The doctor’s uncertain gaze traveled from one emotion-wracked face to another. Paused at Cassandra…focused on Corbett.
“Are you the parents of Troy DuMont?”
And time resumed its normal cadence.
Too dazed to do otherwise, Corbett simply shook his head, while Cassandra DuMont whirled, tearing herself out of Adam’s grasp.
“I am! I am his mother. Tell me—my son—is he…” Her voice was the terrible croaking of a mother in terror.
“He’s still in surgery at the moment,” the doctor said in calm, British-accented English. “He’s come through quite well, thus far. If you’d care to come along with me, there’s a place upstairs where you can wait more comfortably.”

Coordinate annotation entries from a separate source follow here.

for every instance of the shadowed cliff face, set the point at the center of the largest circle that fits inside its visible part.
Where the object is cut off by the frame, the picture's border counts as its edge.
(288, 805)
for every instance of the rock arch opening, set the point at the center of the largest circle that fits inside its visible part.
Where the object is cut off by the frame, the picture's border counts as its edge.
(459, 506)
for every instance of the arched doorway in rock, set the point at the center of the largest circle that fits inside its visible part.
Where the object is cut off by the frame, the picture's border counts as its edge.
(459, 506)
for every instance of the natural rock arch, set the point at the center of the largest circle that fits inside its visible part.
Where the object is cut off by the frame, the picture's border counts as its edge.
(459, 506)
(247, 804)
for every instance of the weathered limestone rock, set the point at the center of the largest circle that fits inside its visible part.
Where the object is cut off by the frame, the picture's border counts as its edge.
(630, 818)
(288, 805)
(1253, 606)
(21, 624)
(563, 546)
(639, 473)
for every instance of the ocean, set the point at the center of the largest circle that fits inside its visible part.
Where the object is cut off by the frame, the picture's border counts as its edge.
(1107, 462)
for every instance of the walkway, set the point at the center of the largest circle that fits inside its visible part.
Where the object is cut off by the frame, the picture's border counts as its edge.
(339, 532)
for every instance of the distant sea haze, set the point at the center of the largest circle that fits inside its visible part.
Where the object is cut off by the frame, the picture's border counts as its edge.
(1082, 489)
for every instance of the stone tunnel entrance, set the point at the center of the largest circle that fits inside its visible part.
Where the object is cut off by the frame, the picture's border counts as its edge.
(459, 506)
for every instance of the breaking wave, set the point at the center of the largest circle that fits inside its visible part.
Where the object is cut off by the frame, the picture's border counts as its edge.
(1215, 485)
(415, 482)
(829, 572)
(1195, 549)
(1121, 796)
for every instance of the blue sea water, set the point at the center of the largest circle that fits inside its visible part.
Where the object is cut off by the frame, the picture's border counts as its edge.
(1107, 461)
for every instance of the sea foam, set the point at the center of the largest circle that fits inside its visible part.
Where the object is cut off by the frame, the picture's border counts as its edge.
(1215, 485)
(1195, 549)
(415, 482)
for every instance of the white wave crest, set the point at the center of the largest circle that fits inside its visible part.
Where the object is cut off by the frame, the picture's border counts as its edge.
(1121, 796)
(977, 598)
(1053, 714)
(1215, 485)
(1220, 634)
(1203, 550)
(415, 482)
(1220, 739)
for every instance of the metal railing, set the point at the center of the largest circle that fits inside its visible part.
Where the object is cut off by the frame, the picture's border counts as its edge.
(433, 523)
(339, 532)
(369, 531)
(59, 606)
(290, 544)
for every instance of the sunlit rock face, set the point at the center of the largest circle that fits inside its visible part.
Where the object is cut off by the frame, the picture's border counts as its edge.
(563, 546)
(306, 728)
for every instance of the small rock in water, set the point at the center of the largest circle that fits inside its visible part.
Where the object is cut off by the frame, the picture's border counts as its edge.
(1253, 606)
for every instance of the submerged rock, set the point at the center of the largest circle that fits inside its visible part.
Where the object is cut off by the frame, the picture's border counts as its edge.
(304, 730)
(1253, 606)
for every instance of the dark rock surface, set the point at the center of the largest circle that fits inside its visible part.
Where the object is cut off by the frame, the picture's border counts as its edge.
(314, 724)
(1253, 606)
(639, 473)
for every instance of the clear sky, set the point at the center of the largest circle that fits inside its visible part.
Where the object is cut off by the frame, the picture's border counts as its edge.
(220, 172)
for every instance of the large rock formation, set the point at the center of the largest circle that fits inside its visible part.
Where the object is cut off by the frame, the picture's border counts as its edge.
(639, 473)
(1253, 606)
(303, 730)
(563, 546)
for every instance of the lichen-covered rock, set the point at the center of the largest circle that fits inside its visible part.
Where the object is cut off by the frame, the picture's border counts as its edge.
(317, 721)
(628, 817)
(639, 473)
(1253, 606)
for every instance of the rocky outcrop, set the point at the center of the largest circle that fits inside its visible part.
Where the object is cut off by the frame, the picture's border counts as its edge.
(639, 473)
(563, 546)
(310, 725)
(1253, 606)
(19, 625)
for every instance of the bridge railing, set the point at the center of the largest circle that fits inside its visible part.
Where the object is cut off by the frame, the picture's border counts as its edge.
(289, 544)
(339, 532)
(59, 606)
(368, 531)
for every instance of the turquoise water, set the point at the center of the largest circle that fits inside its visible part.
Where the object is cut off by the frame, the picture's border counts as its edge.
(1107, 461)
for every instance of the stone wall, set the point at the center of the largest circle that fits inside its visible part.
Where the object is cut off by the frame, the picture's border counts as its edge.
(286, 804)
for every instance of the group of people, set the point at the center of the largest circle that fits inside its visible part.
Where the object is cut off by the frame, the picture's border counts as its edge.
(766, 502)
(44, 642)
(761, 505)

Cassandra threw a look back at Lucia. Corbett waited with muscles tense as she hesitated, the battle between a madwoman’s thirst for vengeance and a mother’s love for her child played itself out, the struggle written in anguish across her face. Then she gasped and bent forward as if she’d taken a blow to her stomach, and began to move backward toward the elevator as if pulled against her will by an irresistible force. In the doorway she paused, made a V-sign with two fingers like the forked tongue of a snake and stabbed them at Lucia.
“Chienne! Tu es fichue…”
The words were in French, but the venom in them was unmistakable in any language. Bitch! You are dead. For several seconds after the elevator doors had closed there was utter silence.
Adam broke it first with an explosive laugh. “Always was a charming wench. Did I understand her correctly? Did she say—”
“Later.” Corbett’s face was grim as he jerked his head toward Lucia. “We’ve got to get her out of here. Cassandra won’t wait for the outcome of the boy’s surgery to make good on that threat. How’d you get here?”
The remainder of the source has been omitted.